The researchers were highly sensitive to their own positionality throughout this work, and its subsequent write up. The Short Course, taught by Brierley and Fryirs, ran as a capacity strengthening exercise associated with a NERC-PCIEERD funded project (Principal Investigator (PI) Williams, and Senior Scientist and course participant Tolentino), but funded through a standalone SFC-GCRF Capacity Strengthening grant (also PI Williams). The qualitative research design and analysis were conducted by Mitchell and Laurie, working only on this SFC-GCRF grant, and not connected to either River Styles or the broader NERC-PCIEERD project. This distinction was explained to the participants by email before the course and in-person on the first day, thereby ensuring transparency and encouraging less circumspect opinions to be voiced. Although not involved in the initial qualitative research design, data collection, or analysis, Brierley and Fryirs were supportive of the evaluation and contributed their insights on running courses internationally. Likewise, Tolentino was integral to course coordination and provided valuable input to, and reflection on, the findings of the observation. The authorship of this paper, therefore, reflects this collaborative endeavour and an intentional integration of all parties in this activity.

Additional information

Funding

The River Styles Short Course was undertaken as part of a Natural Environment Research Council (NERC) – Department of Science and Technology - Philippine Council for Industry, Energy and Emerging Technology Research and Development (DOST-PCIEERD) – Newton Fund grant (NE/S003312). Funding for the course and pedagogical research was funded through a Scottish Funding Council – Global Challenges Research Fund (SFC-GCRF) grant.

Notes

1. Of interesting note for this paper, Tagalog is derived from “tagailog” translating to “river dweller” or “citizen of the river” demonstrating the central importance of rivers to many in the Philippines.

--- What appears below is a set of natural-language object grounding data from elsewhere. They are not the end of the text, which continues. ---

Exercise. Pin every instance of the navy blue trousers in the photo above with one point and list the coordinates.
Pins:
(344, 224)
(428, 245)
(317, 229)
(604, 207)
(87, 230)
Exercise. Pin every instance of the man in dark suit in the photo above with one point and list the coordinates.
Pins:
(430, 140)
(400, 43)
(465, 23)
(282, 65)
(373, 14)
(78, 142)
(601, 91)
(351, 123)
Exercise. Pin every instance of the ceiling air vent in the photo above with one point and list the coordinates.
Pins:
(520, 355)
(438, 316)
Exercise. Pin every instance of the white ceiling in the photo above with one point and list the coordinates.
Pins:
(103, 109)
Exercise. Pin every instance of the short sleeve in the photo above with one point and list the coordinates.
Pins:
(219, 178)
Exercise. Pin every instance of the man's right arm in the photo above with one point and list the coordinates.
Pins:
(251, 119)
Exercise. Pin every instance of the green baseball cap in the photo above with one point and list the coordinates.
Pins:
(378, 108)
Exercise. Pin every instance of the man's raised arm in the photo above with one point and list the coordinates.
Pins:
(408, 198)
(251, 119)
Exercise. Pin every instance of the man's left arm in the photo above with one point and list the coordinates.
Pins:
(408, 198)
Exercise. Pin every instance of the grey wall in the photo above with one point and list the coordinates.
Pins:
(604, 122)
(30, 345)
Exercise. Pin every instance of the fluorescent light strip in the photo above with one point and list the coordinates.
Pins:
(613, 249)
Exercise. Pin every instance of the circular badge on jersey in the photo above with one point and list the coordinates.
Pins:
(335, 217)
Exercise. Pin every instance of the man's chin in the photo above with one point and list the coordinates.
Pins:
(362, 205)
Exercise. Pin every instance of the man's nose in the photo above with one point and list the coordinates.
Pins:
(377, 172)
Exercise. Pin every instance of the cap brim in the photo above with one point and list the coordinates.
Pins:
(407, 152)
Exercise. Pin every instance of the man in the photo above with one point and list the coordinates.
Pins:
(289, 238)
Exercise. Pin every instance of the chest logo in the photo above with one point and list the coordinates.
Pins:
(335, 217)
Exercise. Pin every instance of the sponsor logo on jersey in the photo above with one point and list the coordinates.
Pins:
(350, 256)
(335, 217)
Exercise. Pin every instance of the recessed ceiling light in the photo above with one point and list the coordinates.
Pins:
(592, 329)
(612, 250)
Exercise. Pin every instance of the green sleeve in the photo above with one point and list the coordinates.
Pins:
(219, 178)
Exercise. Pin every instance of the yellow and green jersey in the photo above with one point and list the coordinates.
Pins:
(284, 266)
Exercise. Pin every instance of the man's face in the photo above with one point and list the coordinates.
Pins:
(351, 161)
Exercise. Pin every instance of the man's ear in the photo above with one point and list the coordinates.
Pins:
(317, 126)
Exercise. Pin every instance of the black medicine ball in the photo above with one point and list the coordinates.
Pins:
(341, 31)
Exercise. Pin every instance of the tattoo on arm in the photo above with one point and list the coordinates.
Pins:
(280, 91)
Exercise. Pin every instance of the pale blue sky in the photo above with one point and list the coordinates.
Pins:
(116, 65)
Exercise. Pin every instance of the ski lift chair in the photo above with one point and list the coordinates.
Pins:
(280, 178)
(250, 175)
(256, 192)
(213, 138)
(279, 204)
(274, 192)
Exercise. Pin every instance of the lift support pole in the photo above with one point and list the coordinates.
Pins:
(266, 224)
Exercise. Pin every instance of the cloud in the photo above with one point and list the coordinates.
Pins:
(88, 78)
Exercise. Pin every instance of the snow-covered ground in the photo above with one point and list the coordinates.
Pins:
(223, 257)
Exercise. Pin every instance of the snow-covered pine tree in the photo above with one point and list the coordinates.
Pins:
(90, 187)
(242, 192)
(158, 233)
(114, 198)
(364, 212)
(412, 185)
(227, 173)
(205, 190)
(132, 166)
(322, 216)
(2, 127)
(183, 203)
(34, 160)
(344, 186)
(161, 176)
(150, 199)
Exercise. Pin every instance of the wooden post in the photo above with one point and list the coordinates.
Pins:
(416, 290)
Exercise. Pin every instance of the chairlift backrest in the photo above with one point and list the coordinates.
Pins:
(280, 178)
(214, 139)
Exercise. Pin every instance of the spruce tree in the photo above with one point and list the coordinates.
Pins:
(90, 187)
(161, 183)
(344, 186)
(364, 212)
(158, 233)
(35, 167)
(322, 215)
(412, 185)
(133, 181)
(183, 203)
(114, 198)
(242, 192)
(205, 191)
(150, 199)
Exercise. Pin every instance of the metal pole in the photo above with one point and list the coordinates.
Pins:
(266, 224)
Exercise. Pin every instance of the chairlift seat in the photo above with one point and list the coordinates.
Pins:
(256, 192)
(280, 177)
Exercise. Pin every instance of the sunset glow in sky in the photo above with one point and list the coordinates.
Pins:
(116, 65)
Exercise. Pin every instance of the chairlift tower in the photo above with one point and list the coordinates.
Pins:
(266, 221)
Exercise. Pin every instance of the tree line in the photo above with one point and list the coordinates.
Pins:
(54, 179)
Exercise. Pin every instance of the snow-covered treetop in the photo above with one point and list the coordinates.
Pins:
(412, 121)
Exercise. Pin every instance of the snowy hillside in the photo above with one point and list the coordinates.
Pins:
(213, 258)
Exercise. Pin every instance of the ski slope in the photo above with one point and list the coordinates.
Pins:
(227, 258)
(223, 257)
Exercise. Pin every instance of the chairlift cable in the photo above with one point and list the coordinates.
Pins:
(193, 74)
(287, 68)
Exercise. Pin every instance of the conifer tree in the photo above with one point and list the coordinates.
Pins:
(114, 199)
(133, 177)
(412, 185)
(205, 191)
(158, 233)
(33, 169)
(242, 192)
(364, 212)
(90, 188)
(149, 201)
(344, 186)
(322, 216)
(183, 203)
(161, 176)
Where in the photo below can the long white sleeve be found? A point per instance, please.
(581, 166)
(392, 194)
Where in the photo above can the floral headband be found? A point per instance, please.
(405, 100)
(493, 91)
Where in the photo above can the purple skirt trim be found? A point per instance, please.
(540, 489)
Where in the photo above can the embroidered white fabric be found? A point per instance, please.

2. As detailed in text, the complex history of naming the Philippine language is reflected in the coming and going in terminology between Filipino and Tagalog. Many participants referred to Tagalog but used Filipino which may itself be an act of self-translation done on behalf of English speaking researchers.

3. Of the 20 Filipino participants who answered the pre-course survey, 15 considered Filipino ;(which was the language term used in the survey form) their first language, with a further four favouring other Philippine languages (Ilocanoloco, Visayan and Kapampangan). Only one said that English was their favoured language.

4. 13 used English, six used Filipino, and one a mixture of both.

5. Across the four groups, the language profile was as follows: one group was entirely Filipino; two contained an English-only participant; and one group contained a participant whose first language was neither English nor Filipino, but who spoke English as a second language. This latter group was also joined by the participant with English and some Filipino.

6. Thanks to anonymous reviewer for encouraging us to think around this. One author was involved in a delivery of international capacity building training which had to pivot to online during Covid – the shift in mode of delivery increased the role of our in-country research collaborators and decreased our role as out-country research collaborators in ultimately positive ways. This remains anecdotal at this point, but we would encourage further analysis on this.